Six years ago, the United Nations 2017 “Sustainable Tourism for Development Year”. It outlines the 2030 Agenda for Sustainable Development and the Sustainable Development Goals, widely regarded as the gold standard in the industry.
In addition, organizations such as the Sustainable Hospitality Alliance (SHA) also play a significant role in leading the industry. SHA launched both the Hotel Carbon Monitor Initiative (HCMI) in 2012 and the Hotel Water Monitoring Initiative (HWMI) in 2016, which assesses carbon consumption and requires input from several metrics, including accommodation size, rooms booked per year, electricity and gas consumption. And that the laundry is imported.
There is a major shift in consumer behavior and values. They gained a greater understanding of the impact of climate change and how changes such as recycling, eating locally grown produce and reducing plastic use are becoming commonplace.
By applying a strong framework to eco-friendly and sustainable programs, destination travel providers can not only reduce costs and protect the Earth for future generations, but also create product integrity. It is becoming popular for travelers and consumers to choose travel partners based on the company’s commitment to the cause.

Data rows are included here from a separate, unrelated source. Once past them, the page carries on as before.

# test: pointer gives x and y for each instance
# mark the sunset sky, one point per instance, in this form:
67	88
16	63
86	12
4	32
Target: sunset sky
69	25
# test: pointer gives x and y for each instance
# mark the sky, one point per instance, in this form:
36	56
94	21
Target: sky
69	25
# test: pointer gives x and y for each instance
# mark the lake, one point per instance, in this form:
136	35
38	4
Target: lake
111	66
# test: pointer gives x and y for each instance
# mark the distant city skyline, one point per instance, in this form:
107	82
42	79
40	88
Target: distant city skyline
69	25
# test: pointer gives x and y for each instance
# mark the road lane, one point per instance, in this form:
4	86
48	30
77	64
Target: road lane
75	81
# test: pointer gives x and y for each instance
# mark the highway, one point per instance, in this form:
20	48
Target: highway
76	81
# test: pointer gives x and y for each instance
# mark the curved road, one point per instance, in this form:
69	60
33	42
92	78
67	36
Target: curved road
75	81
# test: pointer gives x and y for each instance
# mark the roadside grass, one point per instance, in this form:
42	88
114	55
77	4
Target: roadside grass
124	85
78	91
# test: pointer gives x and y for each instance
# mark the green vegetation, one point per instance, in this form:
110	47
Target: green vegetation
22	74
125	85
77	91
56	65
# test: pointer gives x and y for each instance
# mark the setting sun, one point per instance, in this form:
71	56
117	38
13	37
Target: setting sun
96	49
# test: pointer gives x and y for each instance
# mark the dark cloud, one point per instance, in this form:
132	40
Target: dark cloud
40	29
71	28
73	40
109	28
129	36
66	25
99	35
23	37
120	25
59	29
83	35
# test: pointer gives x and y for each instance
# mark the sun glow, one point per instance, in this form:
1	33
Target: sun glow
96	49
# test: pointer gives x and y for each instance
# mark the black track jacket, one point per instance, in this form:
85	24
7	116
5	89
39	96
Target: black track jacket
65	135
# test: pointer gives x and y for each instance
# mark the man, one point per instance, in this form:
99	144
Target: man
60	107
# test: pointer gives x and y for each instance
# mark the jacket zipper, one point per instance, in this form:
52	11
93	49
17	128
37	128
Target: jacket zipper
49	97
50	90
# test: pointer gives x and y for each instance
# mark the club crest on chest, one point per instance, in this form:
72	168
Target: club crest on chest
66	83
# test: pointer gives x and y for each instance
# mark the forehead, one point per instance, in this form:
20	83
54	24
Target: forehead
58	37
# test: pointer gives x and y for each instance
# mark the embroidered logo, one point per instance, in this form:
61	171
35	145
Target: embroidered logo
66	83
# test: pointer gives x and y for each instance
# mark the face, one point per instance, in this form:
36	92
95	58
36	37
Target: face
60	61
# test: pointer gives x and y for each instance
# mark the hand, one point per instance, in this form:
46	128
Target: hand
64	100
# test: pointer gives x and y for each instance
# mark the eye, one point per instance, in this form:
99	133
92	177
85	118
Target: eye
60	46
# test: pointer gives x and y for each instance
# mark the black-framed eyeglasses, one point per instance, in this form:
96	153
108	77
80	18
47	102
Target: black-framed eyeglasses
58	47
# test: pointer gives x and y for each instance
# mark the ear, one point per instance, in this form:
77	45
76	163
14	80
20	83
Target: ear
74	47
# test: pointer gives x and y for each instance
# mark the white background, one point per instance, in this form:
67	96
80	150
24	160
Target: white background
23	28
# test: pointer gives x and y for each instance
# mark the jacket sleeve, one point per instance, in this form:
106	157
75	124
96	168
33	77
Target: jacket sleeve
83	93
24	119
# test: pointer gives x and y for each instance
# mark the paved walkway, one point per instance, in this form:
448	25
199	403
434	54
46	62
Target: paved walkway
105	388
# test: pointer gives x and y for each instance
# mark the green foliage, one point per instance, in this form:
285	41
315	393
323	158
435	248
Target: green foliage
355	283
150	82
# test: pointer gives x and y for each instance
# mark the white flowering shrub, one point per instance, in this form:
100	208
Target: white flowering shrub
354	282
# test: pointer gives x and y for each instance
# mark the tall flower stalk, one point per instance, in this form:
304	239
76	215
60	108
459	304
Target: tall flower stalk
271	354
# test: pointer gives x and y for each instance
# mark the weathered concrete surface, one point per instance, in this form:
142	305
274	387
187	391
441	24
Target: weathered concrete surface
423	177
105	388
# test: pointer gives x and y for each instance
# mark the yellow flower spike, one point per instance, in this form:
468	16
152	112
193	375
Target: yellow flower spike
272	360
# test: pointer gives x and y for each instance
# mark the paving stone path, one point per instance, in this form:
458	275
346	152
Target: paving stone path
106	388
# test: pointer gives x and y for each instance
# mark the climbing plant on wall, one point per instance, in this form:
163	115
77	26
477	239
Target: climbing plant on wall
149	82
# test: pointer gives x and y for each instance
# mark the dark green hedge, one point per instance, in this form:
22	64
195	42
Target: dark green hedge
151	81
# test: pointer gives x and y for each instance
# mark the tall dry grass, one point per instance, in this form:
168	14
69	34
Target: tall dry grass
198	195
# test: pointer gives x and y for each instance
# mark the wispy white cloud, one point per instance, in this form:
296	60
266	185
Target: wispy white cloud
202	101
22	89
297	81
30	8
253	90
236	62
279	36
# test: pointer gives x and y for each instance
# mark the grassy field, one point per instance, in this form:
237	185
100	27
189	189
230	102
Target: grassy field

At a time when the industry is looking to reinvent itself, sustainability offers an opportunity to increase profitability, return capital, and most importantly, improve the planet we all live on.
As the wider community becomes more aware of the impacts of climate change, the demand for sustainable shelters will continue to grow. In turn, major hospitality chains are finding that operating a more environmentally friendly hotel not only saves costs, but also makes their properties more ethically attractive.
As the hospitality industry continues to take steps to become ESG compliant, owners, investors and operators are implementing ESG into their overall strategy. As a result, the destination’s travel sector is primed to move to NZC as it offers guests the environmentally friendly options they need.